Yet the situation still looked dire enough that the County Board felt compelled to take more drastic steps to win Northam to their side. The county shelled out $22,500 to hire a well-connected lobbying firm for just a few weeks, embarking on a frenetic campaign to pressure the governor and state lawmakers and launch a media blitz to broadcast the county’s position in both local and national outlets.
“It became apparent to all of us that every Arlingtonian had something at stake here,” then-County Board Chair Katie Cristol told ARLnow. “At a time when we were making excruciating decisions about our own budget, the idea that you would take more than million dollars and put it toward something that wasn’t a priority for anyone here was so frustrating.”

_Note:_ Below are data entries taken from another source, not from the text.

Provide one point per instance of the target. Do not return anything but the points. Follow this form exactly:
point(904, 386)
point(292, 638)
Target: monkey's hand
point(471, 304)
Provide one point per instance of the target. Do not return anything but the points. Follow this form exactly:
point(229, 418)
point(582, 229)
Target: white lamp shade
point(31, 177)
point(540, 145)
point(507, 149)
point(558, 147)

That push was ultimately successful — Northam vetoed the bill last April, and the county struck a deal with the clubs to end this fight a few weeks later.

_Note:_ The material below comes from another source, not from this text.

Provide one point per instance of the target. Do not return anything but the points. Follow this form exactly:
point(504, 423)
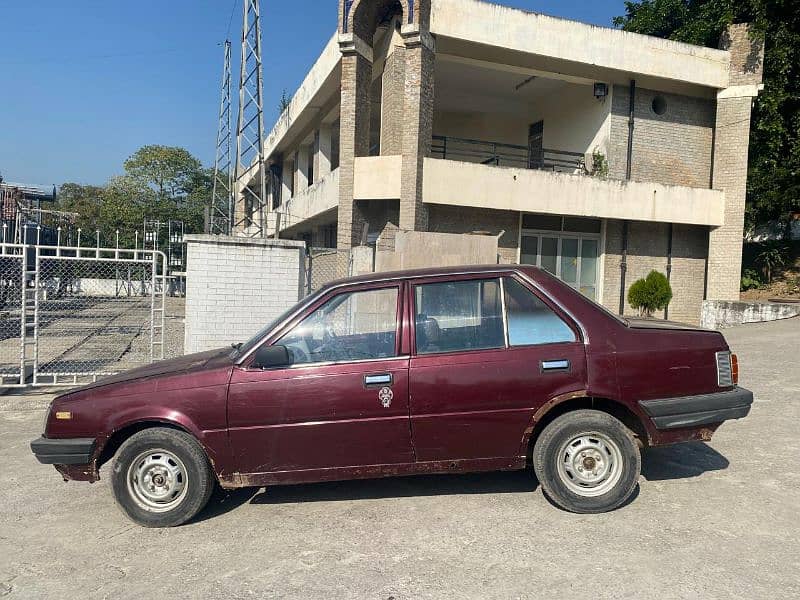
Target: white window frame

An ARLnow investigation of the events of those crucial weeks in spring 2018 sheds a bit more light on how the county won that veto, and how business is conducted down in the state capitol. This account is based both on interviews with many people close to the debate and a trove of emails and documents released via a public records request (and published now in the spirit of “National Sunshine Week,” a nationwide initiative designed to highlight the value of freedom of information laws).
Crucially, ARLnow’s research shows that the process was anything but smooth sailing for the county, as it pit Arlington directly against the club’s members. Many of them exercise plenty of political influence across the region and the state, and documents show they were able to lean heavily on Northam himself.

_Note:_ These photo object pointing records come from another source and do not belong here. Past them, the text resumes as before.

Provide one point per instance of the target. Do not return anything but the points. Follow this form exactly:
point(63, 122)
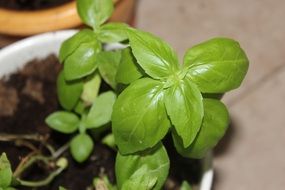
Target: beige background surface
point(252, 155)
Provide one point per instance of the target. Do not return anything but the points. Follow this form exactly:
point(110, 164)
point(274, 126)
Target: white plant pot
point(13, 57)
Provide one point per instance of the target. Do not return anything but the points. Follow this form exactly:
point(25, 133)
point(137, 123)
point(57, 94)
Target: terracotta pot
point(42, 45)
point(24, 23)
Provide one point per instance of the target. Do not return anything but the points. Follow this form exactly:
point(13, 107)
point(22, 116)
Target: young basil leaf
point(82, 62)
point(68, 92)
point(81, 147)
point(152, 164)
point(63, 121)
point(108, 63)
point(154, 55)
point(5, 172)
point(101, 110)
point(140, 180)
point(94, 12)
point(216, 66)
point(139, 119)
point(91, 88)
point(113, 32)
point(214, 126)
point(184, 106)
point(128, 69)
point(185, 186)
point(72, 43)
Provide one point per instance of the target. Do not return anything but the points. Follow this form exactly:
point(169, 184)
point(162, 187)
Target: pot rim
point(49, 43)
point(44, 20)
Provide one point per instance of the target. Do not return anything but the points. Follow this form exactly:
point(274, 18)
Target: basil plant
point(150, 94)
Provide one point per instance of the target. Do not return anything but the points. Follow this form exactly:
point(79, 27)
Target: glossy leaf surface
point(154, 55)
point(214, 126)
point(216, 66)
point(63, 121)
point(139, 119)
point(185, 108)
point(150, 166)
point(94, 12)
point(81, 147)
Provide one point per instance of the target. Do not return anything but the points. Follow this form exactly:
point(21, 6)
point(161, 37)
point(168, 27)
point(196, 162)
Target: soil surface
point(27, 97)
point(31, 4)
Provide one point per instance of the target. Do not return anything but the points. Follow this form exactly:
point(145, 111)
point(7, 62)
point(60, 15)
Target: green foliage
point(108, 66)
point(5, 172)
point(216, 66)
point(81, 147)
point(185, 186)
point(213, 128)
point(94, 12)
point(137, 112)
point(63, 121)
point(155, 56)
point(146, 170)
point(101, 110)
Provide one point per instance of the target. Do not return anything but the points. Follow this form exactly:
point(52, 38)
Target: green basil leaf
point(216, 66)
point(63, 121)
point(140, 180)
point(108, 65)
point(139, 119)
point(113, 32)
point(151, 164)
point(81, 147)
point(82, 62)
point(68, 92)
point(5, 171)
point(214, 126)
point(184, 106)
point(91, 88)
point(101, 110)
point(72, 43)
point(94, 12)
point(154, 55)
point(128, 69)
point(185, 186)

“One would expect a Democratic governor to be highly responsive to one of most Democratic jurisdictions in the state,” said Stephen Farnsworth, a professor of political science at the University of Mary Washington in Fredericksburg. “But this was a matter of great concern to a bunch of very important people in Virginia, and that may well be the reason why additional efforts were necessary.”
And, looking forward, the bitter fight over the issue could well have big implications should similar legislation ever resurface in Richmond.
“Structurally, this bill could absolutely come back someday,” Cristol said. “And the idea that a bill that has such deleterious consequences for land use and taxation in jurisdictions across Virginia could come back and garner support because of an effective lobbying interest is very much a real threat.”